Moving away from the traditional “easel” painting to monumentally scaled works on paper has been Creswell’s main focus and challenge during the past few years. The greatest change in Creswell’s technical accomplishments over the years has been facilitated by the recent availability of rolls of watercolor paper 60 inches wide by 120 feet long, enabling him to custom-size works to fit his subjects. (The largest sheet of commercially available watercolor paper prior to 2006 was 30 x 22 inches).) Due to the nature of these larger works of art, he has developed an entirely new working process, assisted, in part, by a custom hydraulic easel and a self-designed palette fashioned from an autopsy table. Creswell has never previously exhibited works of this scale in public, as most have been private commissions.

In 2014, after a conversation with a collector who lamented his lack of wall space as a hindrance to enlarging his collection, Creswell achieved a first—both in watercolor and for contemporary art.  He created a monumental ceiling painting in watercolor. A view through an imaginary roof to an infinite sky, this work relies less on his previous representational execution of architecture and space than on invention and adaptation.

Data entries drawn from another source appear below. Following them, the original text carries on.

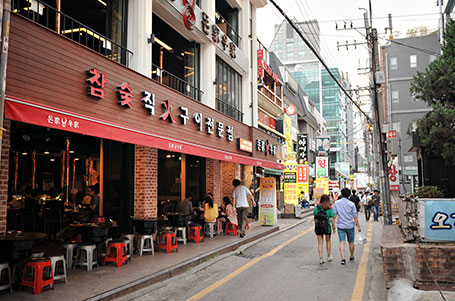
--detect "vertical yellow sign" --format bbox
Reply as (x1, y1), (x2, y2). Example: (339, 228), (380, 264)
(284, 152), (298, 205)
(316, 178), (329, 194)
(284, 114), (293, 155)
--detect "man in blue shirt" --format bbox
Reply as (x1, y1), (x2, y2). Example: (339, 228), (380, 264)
(333, 187), (361, 265)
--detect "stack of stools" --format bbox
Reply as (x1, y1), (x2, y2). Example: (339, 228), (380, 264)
(188, 224), (204, 243)
(121, 234), (136, 259)
(174, 227), (187, 245)
(73, 243), (99, 271)
(137, 234), (154, 256)
(158, 231), (178, 254)
(0, 260), (13, 293)
(204, 222), (217, 238)
(61, 242), (78, 269)
(225, 222), (238, 236)
(48, 255), (67, 284)
(20, 257), (54, 294)
(104, 239), (128, 267)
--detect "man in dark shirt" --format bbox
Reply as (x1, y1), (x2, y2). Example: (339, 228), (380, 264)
(372, 190), (381, 221)
(176, 193), (193, 215)
(349, 190), (361, 212)
(88, 185), (100, 215)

Perhaps best known internationally for his watercolors of Windsor Castle, a series commissioned by The Royal Collection, Creswell has been long associated with the Royal Family and HRH The Prince of Wales and has traveled, on several occasions, with HRH The Prince of Wales as his official artist. Indeed much of Creswell’s previous work has been in the milieu of “artist-traveler,” the role explored by watercolorists for over 250 years, which includes the great names of J. M. W. Turner, David Roberts, Edward Lear, and John Singer Sargent—all of whom have influenced Creswell in some capacity.

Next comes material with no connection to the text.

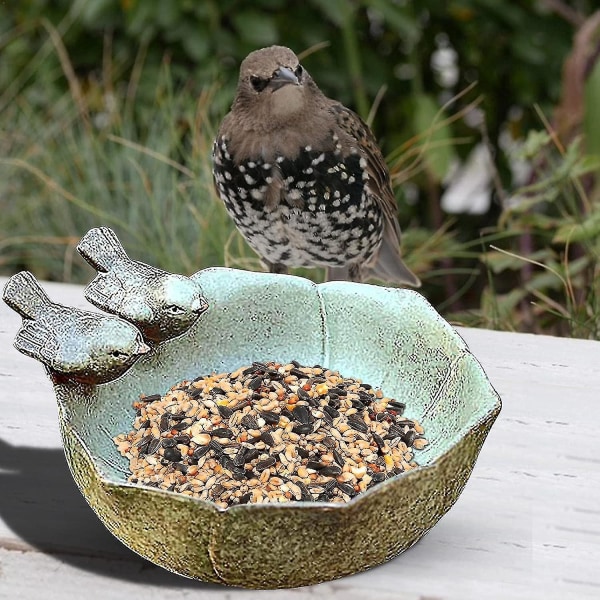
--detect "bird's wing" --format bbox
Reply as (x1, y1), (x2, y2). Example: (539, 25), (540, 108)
(84, 274), (125, 313)
(14, 319), (60, 367)
(330, 104), (420, 286)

Although watercolor has often been considered an inferior medium when compared to oil painting, Creswell's works  break the boundaries of convention and enter a new world of watercolor painting as installation.  “A huge watercolor in a small room is a theatrical experience, a virtual reality far from the confines of mere topographical representation,” explains Creswell. This is what drives him to pursue larger and larger works, depicting and exploring architecture on a new scale. Views seen from a distance are now comprised of scenic vignettes rather than mere touches of paint, and glimpses through arches and across piazzas become smaller worlds unto themselves.

Creswell’s work has been internationally lauded, and acquired by institutions and public collections including The Parliamentary Art Collection, London (6 works); Westminster Abbey, London (21 works); The Library of Congress, Washington, D.C. (6 works); The Frick Collection, New York (2 works); The Forbes Collection, New York (9 works), and others. The Royal Collection, HM Queen Elizabeth owns 27 works by Creswell, and HRH The Prince of Wales owns 7 works by him.

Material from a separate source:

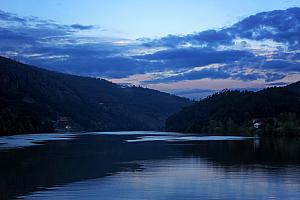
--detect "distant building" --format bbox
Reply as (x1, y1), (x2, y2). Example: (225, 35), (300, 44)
(252, 118), (263, 129)
(54, 116), (73, 132)
(254, 122), (262, 129)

In addition to five solo exhibitions with Hirschl & Adler, New York since 2000, Creswell has had solo exhibitions in London at Windsor Castle; The Portland Gallery, John Martin, and Spink-Leger/Spink & Son, and others.  He has participated in public exhibitions at The Queen’s Gallery, Buckingham Palace, London; The Holburne Museum of Art, Bath; The Forbes Collection, New York; The Arnot Art Museum, Elmira, New York, and others.

Creswell has also received numerous notable commissions: The Royal Family, the Marriage of HRH the Duke and Duchess of Cambridge; The Royal Family, the Diamond Jubilee; Duchess of Northumberland, Alnwick Castle Gardens Project; HM The Queen, Lying in State of HM The Queen Mother; House of Lords, Lying in State of HM The Queen Mother; The Royal Collection, Windsor Castle (after the fire of 1992 and again once restored); Coutts Bank, 100th Birthday Gift to HM The Queen Mother; The Prince of Wales’s Institute of Architecture; Duchy of Cornwall; The Parliamentary Art Collection, Westminster; English Heritage; HSBC Bank Middle East; Royal Bank of Scotland; The British School at Rome; The London Capital Club; the British Broadcasting Corporation; Ineos Group; among numerous others including several for stately homes in the UK, several for a 99-metre superyacht, one for a private plane, and numerous works for American private collections.